MK mengabulkan gugatan uji materil atas pasal 268 ayat (3) Kitab Undang-undang Hukum Acara Pidana (KUHAP). Gugatan itu diajukan oleh terpidana pembunuhan, Antasari Azhar. Dia ini, juga adalah bekas Ketua Komisi Pemberantasan Korupsi (KPK).
Antasari dipidana 18 tahun penjara lantaan terbukti turut serta dalam kasus pembunuhan, Direktur PT Rajawali Putra Banjaran, Nasrudin Zulkarnaen, 2009 lalu. Antasari pernah mengajukan PK atas kasus yang menimpanya itu pada 2011. Tapi, Mahkamah Agung (MA) menolak lantaran tidak ada bukti baru.

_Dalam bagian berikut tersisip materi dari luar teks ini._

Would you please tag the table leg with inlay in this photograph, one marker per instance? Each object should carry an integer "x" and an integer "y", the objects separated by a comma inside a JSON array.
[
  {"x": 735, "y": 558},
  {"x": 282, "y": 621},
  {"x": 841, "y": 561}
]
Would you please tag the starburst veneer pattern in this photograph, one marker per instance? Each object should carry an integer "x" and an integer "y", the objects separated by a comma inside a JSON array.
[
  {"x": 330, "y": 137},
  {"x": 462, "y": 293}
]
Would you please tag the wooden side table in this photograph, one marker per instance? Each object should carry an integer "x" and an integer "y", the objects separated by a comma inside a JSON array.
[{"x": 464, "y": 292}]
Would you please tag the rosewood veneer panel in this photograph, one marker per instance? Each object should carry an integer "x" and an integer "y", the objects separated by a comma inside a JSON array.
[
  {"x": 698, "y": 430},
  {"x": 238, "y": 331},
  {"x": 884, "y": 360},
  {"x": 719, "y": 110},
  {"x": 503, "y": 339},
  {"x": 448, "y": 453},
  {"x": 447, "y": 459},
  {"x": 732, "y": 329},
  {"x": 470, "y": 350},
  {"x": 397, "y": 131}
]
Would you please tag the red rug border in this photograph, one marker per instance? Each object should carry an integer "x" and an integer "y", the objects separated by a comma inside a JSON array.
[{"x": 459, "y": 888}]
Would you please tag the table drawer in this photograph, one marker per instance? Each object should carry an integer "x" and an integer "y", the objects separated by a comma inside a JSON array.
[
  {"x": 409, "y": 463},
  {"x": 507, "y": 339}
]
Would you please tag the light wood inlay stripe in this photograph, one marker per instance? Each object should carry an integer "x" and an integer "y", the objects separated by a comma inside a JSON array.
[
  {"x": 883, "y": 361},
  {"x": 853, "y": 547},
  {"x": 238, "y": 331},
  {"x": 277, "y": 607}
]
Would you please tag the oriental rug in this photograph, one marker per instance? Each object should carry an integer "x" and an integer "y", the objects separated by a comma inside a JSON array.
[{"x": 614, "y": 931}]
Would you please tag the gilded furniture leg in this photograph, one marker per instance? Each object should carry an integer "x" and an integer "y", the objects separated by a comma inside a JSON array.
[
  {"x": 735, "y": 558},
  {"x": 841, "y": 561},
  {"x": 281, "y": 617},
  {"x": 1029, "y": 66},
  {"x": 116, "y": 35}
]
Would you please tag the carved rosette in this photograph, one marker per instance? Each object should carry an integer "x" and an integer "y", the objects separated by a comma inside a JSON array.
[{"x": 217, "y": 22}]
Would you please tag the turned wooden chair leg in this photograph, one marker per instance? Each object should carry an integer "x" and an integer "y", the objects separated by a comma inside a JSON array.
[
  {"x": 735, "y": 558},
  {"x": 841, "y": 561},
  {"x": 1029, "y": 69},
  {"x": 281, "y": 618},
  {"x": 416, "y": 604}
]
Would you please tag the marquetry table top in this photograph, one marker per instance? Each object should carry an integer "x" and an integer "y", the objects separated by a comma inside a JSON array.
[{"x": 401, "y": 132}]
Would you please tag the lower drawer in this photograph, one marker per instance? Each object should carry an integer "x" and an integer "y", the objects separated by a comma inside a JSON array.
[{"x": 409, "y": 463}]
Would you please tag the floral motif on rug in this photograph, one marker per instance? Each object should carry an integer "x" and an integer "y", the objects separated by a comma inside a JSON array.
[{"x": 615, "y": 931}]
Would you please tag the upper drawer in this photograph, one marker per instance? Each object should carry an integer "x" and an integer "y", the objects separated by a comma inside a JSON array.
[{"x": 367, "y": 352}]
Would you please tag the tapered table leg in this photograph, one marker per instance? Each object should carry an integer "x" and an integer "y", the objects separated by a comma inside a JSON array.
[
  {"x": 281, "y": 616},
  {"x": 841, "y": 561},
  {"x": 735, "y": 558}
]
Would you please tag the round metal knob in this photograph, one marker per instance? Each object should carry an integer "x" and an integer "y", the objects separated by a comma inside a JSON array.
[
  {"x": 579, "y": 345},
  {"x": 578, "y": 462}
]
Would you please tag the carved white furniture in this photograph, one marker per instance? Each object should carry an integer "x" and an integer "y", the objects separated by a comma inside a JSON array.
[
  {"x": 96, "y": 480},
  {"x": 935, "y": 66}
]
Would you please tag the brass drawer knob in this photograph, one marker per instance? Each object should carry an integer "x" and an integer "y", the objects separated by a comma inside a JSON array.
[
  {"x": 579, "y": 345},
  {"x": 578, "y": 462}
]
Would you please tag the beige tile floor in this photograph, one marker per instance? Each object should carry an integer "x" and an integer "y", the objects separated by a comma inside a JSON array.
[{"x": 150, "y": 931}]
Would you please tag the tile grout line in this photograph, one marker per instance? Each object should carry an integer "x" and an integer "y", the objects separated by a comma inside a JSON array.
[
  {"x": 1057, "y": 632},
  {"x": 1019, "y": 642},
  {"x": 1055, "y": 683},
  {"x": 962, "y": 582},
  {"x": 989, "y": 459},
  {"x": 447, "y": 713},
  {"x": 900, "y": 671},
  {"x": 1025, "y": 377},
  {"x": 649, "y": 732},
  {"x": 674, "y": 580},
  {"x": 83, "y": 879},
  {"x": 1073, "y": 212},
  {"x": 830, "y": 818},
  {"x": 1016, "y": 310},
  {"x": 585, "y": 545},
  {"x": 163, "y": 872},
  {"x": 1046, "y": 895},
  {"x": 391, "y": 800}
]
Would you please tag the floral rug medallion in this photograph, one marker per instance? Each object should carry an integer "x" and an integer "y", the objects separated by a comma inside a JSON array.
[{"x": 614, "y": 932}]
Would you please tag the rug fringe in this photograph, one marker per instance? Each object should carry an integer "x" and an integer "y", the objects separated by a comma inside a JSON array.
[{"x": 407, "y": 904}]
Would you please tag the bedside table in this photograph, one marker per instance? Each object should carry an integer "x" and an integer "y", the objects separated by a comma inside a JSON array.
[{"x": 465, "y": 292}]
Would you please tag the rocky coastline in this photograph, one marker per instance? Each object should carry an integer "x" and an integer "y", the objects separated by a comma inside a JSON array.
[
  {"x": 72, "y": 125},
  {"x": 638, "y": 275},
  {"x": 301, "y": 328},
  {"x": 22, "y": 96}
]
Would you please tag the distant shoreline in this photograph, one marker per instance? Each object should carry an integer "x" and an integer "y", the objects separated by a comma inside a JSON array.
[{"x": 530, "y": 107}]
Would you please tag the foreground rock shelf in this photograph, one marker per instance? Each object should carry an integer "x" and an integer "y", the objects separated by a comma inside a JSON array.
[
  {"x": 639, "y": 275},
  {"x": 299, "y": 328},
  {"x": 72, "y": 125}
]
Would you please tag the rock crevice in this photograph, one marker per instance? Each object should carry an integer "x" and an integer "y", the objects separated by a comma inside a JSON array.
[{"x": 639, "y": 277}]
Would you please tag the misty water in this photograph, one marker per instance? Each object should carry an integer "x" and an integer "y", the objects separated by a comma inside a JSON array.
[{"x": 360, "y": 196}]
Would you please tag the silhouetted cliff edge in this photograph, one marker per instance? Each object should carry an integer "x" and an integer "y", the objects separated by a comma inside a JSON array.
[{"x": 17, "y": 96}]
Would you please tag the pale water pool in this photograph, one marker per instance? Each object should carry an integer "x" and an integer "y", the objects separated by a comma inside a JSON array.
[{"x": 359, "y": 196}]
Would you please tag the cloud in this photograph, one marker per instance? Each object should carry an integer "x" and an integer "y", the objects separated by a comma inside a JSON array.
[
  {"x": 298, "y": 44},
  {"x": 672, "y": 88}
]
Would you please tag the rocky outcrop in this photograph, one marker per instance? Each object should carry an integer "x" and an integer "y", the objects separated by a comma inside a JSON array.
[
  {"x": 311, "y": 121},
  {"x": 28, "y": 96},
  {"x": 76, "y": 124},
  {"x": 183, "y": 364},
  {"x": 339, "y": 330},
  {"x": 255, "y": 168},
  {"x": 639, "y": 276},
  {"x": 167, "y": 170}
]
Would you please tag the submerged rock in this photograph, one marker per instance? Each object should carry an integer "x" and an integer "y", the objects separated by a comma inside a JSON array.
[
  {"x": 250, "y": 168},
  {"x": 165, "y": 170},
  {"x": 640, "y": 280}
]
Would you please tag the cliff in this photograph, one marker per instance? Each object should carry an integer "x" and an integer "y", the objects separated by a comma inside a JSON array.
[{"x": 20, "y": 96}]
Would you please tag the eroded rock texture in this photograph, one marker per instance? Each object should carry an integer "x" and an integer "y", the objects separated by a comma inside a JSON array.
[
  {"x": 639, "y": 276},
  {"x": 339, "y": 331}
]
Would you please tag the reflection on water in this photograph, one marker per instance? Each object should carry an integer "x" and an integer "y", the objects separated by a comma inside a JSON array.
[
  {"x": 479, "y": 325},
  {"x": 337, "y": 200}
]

Penolakan MA itu menutup upaya hukum membebaskan diri Antasari. Ketentuan KUHAP pasal 268 ayat (3) mengatur, PK hanya boleh diajukan sekali. Dikabulkannya uji materil atas gugatan tersebut, membuat Antasari bisa ajukan PK berkali-kali.
Menurut Mahfud, putusan MK tetap sah. Akan tetapi, punya risiko juga rancu. Kata dia, putusan tersebut membuka pintu kepastian hukum yang tidak jelas. Sebab PK diatas PK sama artinya dengan 'menggantung' kepastian hukum. "Orang yang sudah dihukum masih bisa dianggap belum bersalah," kata dia.
Diterangkan dia, proses PK memang tidak bisa menangguhkan eksekusi seorang terpidana. Akan tetapi, di Indonesia, kata dia, banyak kasus eksekusi yang mangkrak lantaran menunggu PK. Jika PK bisa diajukan berkali-kali, maka, menurut dia bakal semakin sulit menemukan kepastian hukum.